Unitarian Universalist Church hosts free event at Davis Cemetery
On Saturday, May 15, the Unitarian Universalist Church of Davis hosted its third Death Cafe at the Davis Cemetery. The event is a unique opportunity for people of all ages and backgrounds to come together and discuss their thoughts and experiences with death.
The Davis Cemetery District & Arboretum facilitated the event, providing an outdoor area under tents. Snacks and refreshments were provided while extremely invigorating and enlightening conversation took place.
The Death Cafe began in 2011 in the United Kingdom as a simple gathering at someone’s house. People around the world quickly gained interest in the concept, which enables people to have an open discussion on a universal topic that is often taboo and not discussed.
According to the Death Cafe website, the objective of each meeting is “to increase awareness of death with a view of helping people make the most of their finite lives.”
The event is free and is not intended to draw conclusions or to force ideas on people.
Kristi Dvorak, the community outreach director for the Davis Cemetery, states that she has only heard positive feedback from those who attended and that she has seen people return for numerous years in a row. She adds that people from all walks of life and of all ages come to the event and value the insight.
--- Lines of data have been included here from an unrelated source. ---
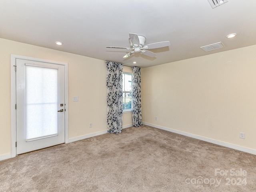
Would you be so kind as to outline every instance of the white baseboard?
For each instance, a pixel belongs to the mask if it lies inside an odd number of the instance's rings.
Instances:
[[[178,131],[175,129],[171,129],[170,128],[167,128],[166,127],[163,127],[162,126],[159,126],[154,124],[151,124],[150,123],[148,123],[146,122],[142,122],[142,124],[144,125],[148,125],[150,126],[155,128],[157,128],[160,129],[162,129],[165,130],[166,131],[170,131],[173,133],[180,134],[180,135],[184,135],[188,137],[191,137],[195,139],[199,139],[202,141],[206,141],[210,143],[213,143],[217,145],[220,145],[224,147],[228,147],[239,151],[243,151],[244,152],[246,152],[246,153],[250,153],[254,155],[256,155],[256,150],[250,149],[249,148],[247,148],[244,147],[242,147],[239,145],[234,145],[234,144],[231,144],[230,143],[227,143],[223,141],[219,141],[218,140],[216,140],[215,139],[212,139],[206,137],[202,137],[197,135],[195,135],[191,133],[187,133],[186,132],[184,132],[183,131]]]
[[[70,143],[71,142],[74,142],[74,141],[82,140],[82,139],[87,139],[87,138],[90,138],[90,137],[94,137],[95,136],[98,136],[98,135],[105,134],[105,133],[107,133],[107,131],[108,130],[104,130],[104,131],[99,131],[95,133],[82,135],[81,136],[79,136],[79,137],[70,138],[70,139],[68,139],[68,142]]]
[[[128,127],[132,127],[132,124],[129,124],[128,125],[124,125],[123,126],[122,128],[123,129],[125,129],[126,128],[128,128]],[[96,132],[95,133],[92,133],[90,134],[82,135],[82,136],[79,136],[79,137],[70,138],[70,139],[68,139],[68,142],[70,143],[71,142],[74,142],[74,141],[82,140],[82,139],[87,139],[87,138],[90,138],[90,137],[94,137],[95,136],[98,136],[98,135],[105,134],[106,133],[107,133],[107,131],[108,130],[105,130],[104,131],[99,131],[98,132]]]
[[[4,154],[4,155],[0,155],[0,161],[10,159],[10,158],[12,158],[12,154],[10,153],[8,153],[7,154]]]

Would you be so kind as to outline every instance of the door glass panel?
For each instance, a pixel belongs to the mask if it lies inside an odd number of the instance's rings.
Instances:
[[[25,66],[26,141],[58,135],[58,69]]]

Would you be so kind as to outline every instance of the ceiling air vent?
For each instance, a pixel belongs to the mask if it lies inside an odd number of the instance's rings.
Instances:
[[[220,48],[223,48],[224,47],[224,46],[222,43],[221,42],[219,42],[218,43],[203,46],[202,47],[201,47],[200,48],[204,51],[212,51],[212,50],[214,50],[215,49],[220,49]]]
[[[208,0],[208,1],[213,9],[224,3],[226,3],[228,0]]]

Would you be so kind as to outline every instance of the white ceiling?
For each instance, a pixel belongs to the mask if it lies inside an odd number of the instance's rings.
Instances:
[[[214,9],[207,0],[0,0],[0,38],[146,67],[256,44],[256,8],[255,0]],[[129,47],[129,33],[171,45],[150,50],[154,58],[106,48]],[[219,42],[224,48],[200,48]]]

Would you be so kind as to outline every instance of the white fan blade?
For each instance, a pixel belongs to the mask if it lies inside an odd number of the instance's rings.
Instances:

The growing interest had been recognized and she plans to continue the event as long as people want.
“We usually break [attendants] up into groups of eight. We don’t have any formal rules. We might have someone help get the conversation going and people just talk about how they feel and what’s going on in their life,” Dvorak said. “It’s a way for people to gather in an informal way and have cake and coffee or whatever and talk about death and life and what your concerns are or what your story is. Everyone has their own reasons for coming, but it’s something that affects all of us.”
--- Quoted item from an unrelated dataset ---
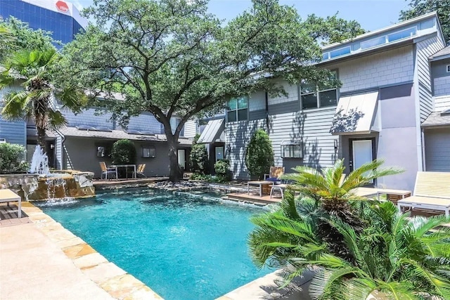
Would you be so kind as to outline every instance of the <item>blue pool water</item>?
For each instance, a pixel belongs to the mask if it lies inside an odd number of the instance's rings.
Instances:
[[[271,271],[248,252],[259,207],[153,190],[38,206],[167,300],[214,299]]]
Laura Thompson, ministerial intern for the Unitarian Universalist Church of Davis, emphasizes her belief that youth will benefit more from participating in death cafes than seniors. She states that although the majority of those who come out are older, the older population typically has more experience with death and is more comfortable with the topic. However, Thompson believes that because the youth have less experience with life and death, the topic brings more anxiety to them, due to fear of the unknown.
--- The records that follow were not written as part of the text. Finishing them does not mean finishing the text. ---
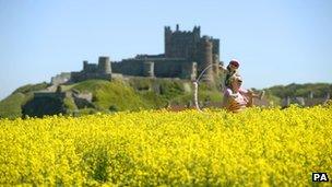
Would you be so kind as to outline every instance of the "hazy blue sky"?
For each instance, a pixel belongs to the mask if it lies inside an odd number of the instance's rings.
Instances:
[[[0,98],[96,62],[164,52],[164,26],[221,39],[247,87],[332,82],[332,0],[0,0]]]

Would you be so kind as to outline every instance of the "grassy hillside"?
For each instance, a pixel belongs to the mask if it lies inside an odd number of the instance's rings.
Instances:
[[[288,85],[275,85],[268,89],[272,95],[284,98],[286,96],[304,96],[307,97],[312,91],[315,97],[323,97],[329,92],[332,94],[332,84],[328,83],[307,83]]]
[[[142,95],[137,94],[133,87],[121,81],[90,80],[74,84],[71,90],[92,92],[93,102],[99,109],[138,110],[140,107],[153,107]]]
[[[16,118],[22,116],[21,107],[33,97],[33,92],[44,90],[47,83],[27,84],[16,89],[11,95],[0,101],[0,117]]]
[[[22,106],[31,104],[39,108],[40,102],[32,102],[33,93],[49,86],[47,83],[28,84],[15,90],[10,96],[0,102],[0,117],[15,118],[22,116]],[[176,79],[132,78],[126,81],[88,80],[75,84],[62,85],[63,91],[90,92],[93,94],[93,107],[79,109],[71,97],[61,101],[68,114],[93,114],[96,112],[140,110],[163,108],[167,105],[187,105],[192,101],[193,87],[190,81]],[[332,84],[289,84],[265,89],[265,97],[278,105],[285,96],[307,96],[313,91],[315,97],[332,94]],[[201,82],[199,101],[221,102],[222,93],[216,86]],[[39,104],[38,104],[39,103]],[[43,103],[43,102],[42,102]],[[44,102],[45,103],[45,102]],[[49,102],[46,102],[49,103]],[[46,106],[46,104],[43,104]],[[51,107],[47,104],[47,107]],[[31,108],[25,108],[32,110]],[[48,108],[51,110],[51,108]],[[35,110],[35,109],[33,109]],[[59,110],[59,109],[58,109]]]

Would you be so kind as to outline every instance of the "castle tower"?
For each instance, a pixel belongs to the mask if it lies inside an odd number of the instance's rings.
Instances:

“I think it’s important because we don’t talk about death as much as we should in our culture,” Thompson said. “It provides a really non-threatening, non-crisis setting for that to happen because often times when we do talk about it, it is in the hospital, or the lawyer’s office, or a really stressful time. And so here it’s an opportunity for people to talk about it and share their experiences and make space for that.”
Sophia Flores, a second-year Chicano studies and sociology major, has attended the Death Cafe and explains that the experience she enjoyed hearing different ideas on death.
“I never openly thought of death being something that is also living — it has not been something that has ever been in conversation around me. And I think that something I got out of it was that no matter how each of us has experienced death, we’re not alone in the process through it,” Flores said.